Is BMI a Good Indicator of Your Overall Health? Here's What the Research Says
Libby VanderPloeg
Body mass index (BMI) is foundational in health care around the world today. The simple equation of weight relative to height may be used to determine your risk for certain diseases, your insurance premiums and even whether or not you qualify for certain medical procedures. But researchers have been questioning the value of BMI in individual health assessment for a while now—and more recently, body-positivity advocates have implicated its contributing role in weight bias and racism in health care, which has more people than ever asking: should we be using BMI at all?
Related: 3 Ways to Practice Body Positivity Right Now
This formula—used as a proxy for body fat—was actually never intended to measure individual health.
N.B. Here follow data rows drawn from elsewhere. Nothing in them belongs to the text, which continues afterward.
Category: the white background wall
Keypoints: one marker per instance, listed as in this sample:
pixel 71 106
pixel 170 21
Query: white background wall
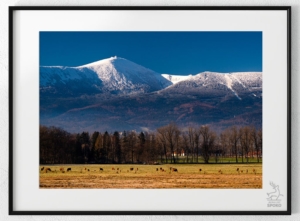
pixel 4 102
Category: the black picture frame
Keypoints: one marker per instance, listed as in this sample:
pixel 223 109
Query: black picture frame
pixel 12 110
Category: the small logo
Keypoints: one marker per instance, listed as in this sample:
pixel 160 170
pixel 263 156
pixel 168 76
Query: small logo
pixel 274 197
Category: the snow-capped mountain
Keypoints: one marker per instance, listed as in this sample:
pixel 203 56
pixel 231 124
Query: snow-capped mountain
pixel 176 78
pixel 113 75
pixel 117 94
pixel 217 84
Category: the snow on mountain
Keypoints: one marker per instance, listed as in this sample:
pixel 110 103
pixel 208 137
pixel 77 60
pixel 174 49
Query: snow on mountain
pixel 117 75
pixel 124 76
pixel 218 84
pixel 176 78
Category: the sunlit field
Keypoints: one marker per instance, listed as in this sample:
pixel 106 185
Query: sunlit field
pixel 126 176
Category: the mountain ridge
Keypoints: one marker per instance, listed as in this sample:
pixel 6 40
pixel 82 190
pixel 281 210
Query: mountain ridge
pixel 117 94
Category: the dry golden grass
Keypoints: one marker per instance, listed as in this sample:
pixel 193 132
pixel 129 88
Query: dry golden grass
pixel 188 176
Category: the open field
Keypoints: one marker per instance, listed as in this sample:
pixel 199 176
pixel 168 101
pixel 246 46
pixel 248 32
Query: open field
pixel 145 176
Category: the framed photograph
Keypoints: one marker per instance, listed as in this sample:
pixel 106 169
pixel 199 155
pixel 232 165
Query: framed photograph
pixel 150 110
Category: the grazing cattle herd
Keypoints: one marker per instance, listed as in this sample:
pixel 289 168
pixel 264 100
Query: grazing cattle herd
pixel 136 169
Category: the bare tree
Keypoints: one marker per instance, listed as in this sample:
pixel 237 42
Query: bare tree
pixel 197 142
pixel 185 145
pixel 208 141
pixel 246 141
pixel 233 140
pixel 191 132
pixel 256 141
pixel 224 140
pixel 162 140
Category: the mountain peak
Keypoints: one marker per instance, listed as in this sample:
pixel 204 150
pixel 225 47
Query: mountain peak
pixel 103 62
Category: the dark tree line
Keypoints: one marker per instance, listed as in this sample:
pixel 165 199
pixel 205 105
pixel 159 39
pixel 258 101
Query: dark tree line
pixel 167 144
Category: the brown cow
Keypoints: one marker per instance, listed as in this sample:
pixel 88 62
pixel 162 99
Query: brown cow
pixel 47 169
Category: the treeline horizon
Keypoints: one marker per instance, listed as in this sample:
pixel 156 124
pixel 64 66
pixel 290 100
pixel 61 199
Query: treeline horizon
pixel 168 144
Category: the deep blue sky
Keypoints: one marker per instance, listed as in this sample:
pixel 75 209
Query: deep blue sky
pixel 163 52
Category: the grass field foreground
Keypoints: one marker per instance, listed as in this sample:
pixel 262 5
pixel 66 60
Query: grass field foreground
pixel 88 176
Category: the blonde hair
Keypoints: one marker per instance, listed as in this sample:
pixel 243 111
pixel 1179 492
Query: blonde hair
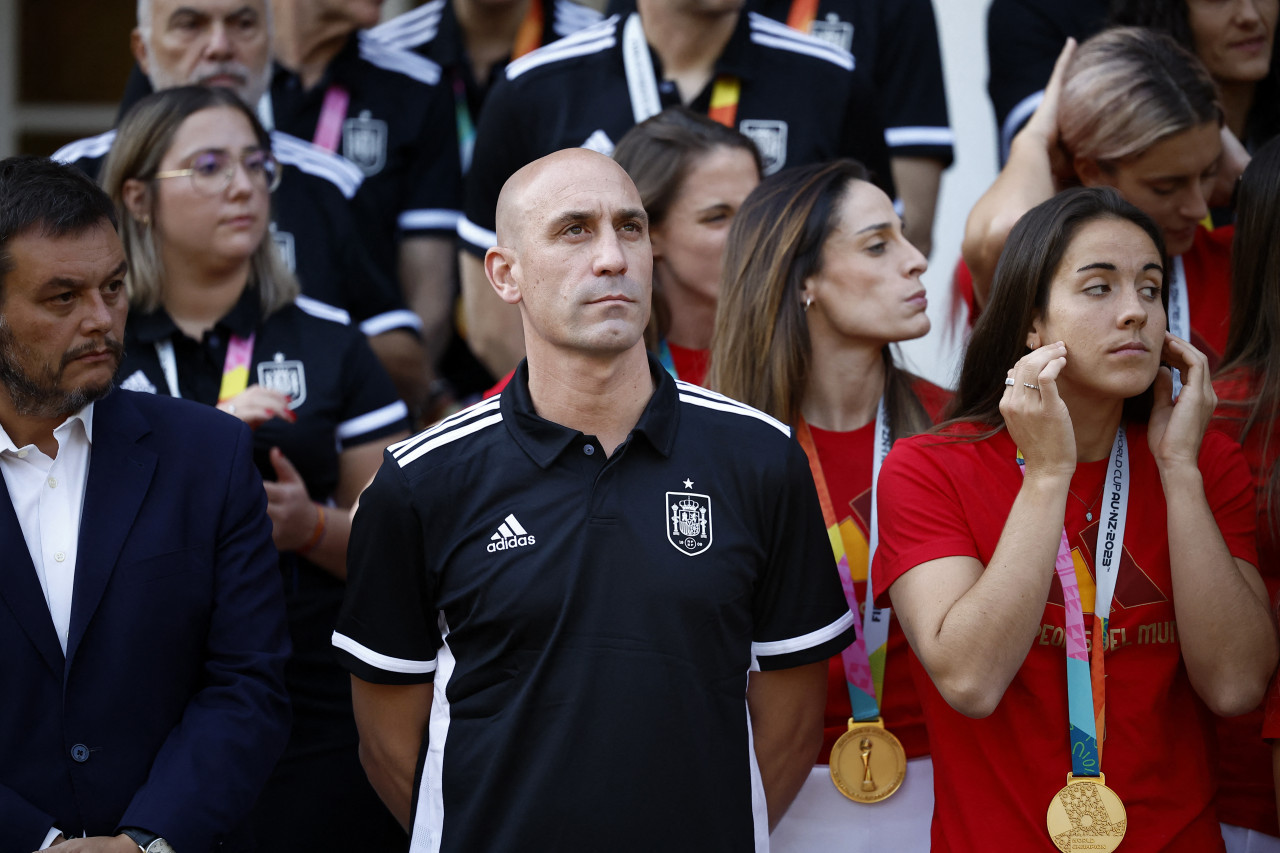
pixel 141 142
pixel 1128 89
pixel 760 351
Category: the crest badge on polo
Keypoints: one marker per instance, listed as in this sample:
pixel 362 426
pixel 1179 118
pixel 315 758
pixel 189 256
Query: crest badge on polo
pixel 286 375
pixel 689 521
pixel 364 142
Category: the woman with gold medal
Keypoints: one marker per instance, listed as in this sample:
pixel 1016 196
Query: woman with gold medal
pixel 818 283
pixel 1072 557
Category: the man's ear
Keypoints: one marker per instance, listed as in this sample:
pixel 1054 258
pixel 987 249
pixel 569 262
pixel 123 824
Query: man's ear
pixel 499 265
pixel 140 50
pixel 137 200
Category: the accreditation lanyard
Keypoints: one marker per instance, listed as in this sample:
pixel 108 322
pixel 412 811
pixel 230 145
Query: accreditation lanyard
pixel 1086 670
pixel 864 658
pixel 333 110
pixel 643 81
pixel 240 354
pixel 1179 314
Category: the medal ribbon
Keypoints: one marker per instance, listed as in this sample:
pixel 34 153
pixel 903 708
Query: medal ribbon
pixel 643 81
pixel 803 14
pixel 666 360
pixel 864 670
pixel 1086 664
pixel 725 95
pixel 1179 313
pixel 530 33
pixel 240 354
pixel 332 113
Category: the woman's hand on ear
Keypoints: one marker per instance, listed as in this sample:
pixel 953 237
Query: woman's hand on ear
pixel 257 405
pixel 1036 416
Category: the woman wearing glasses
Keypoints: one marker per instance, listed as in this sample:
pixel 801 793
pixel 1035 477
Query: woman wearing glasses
pixel 216 318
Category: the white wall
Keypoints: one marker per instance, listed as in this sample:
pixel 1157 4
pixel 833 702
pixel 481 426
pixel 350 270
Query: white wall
pixel 963 32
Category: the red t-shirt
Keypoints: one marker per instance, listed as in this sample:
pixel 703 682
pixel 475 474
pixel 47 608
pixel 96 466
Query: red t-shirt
pixel 1207 265
pixel 995 778
pixel 1247 794
pixel 846 465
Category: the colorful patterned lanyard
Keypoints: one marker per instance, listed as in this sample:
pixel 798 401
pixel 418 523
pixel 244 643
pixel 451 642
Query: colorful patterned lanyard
pixel 803 14
pixel 528 39
pixel 864 670
pixel 643 81
pixel 1179 313
pixel 1086 670
pixel 240 354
It was developed in the early 1800s to study weight variations across entire populations. "BMI is a rigid number based on old data," says Fatima Stanford, M.D., an obesity physician at Massachusetts General Hospital and Harvard Medical School. And it's far from perfect in terms of the cutoffs designed to indicate risk, adds Diana Thomas, Ph.D., a professor of mathematics and obesity researcher at the United States Military Academy at West Point. A study published in the International Journal of Obesity estimated that more than 74 million American adults were miscategorized as "unhealthy" or "healthy" based on their BMI alone. Nearly half of people considered overweight and 29% of those categorized as obese were actually metabolically healthy—meaning their blood pressure, cholesterol and blood glucose were all normal. Meanwhile, 30% of those considered "normal weight" had metabolic or heart issues.
Part of the problem is that BMI can't differentiate between weight from fat and muscle. So bodybuilders and elite athletes with high muscle mass may be categorized as overweight or obese. And even among people who do have higher body fat, BMI doesn't tell physicians anything about how it's distributed—a key connection to disease risk. Subcutaneous fat around the hips, thighs and buttocks is not as dangerous or as tightly linked to conditions like heart disease and type 2 diabetes as visceral fat in the abdomen.
Furthermore, BMI cutoffs are largely based on data from Western populations—predominantly Caucasian males—making it problematic to apply this measurement to the diverse U.S. population. There's growing evidence that body composition varies between races and ethnicities. African Americans, for example, are likely to carry more subcutaneous fat than their white counterparts who tend to have more visceral fat, says Stanford. A study published in the journal Obesity showed that, for Black adults in the U.S., having a higher BMI (25 and over) did not carry the same risk of death as it did in white adults. And there's research showing that people of Asian descent tend to have more body fat—and particularly visceral fat—compared to other racial and ethnic groups with the same BMI, putting them at an increased risk of type 2 diabetes, hypertension and cardiovascular disease at a lower BMI. Some experts argue that the cutoff for normal weight in Asian and South Asian groups should be set as low as 22, says Thomas.
Leaning too heavily on BMI, Stanford says, prevents good, individualized patient care. For instance, some procedures, like bariatric surgery, may only be covered by insurance for people above a certain BMI, even if someone's doctor has determined they're otherwise a good candidate.
Regardless of the BMI category you fall into, it's important to find a health care provider who will go beyond the number to get a holistic picture of your health. Because despite the stigma that people with a higher BMI have a greater risk for a number of diseases than thinner people, the research shows it's not that simple.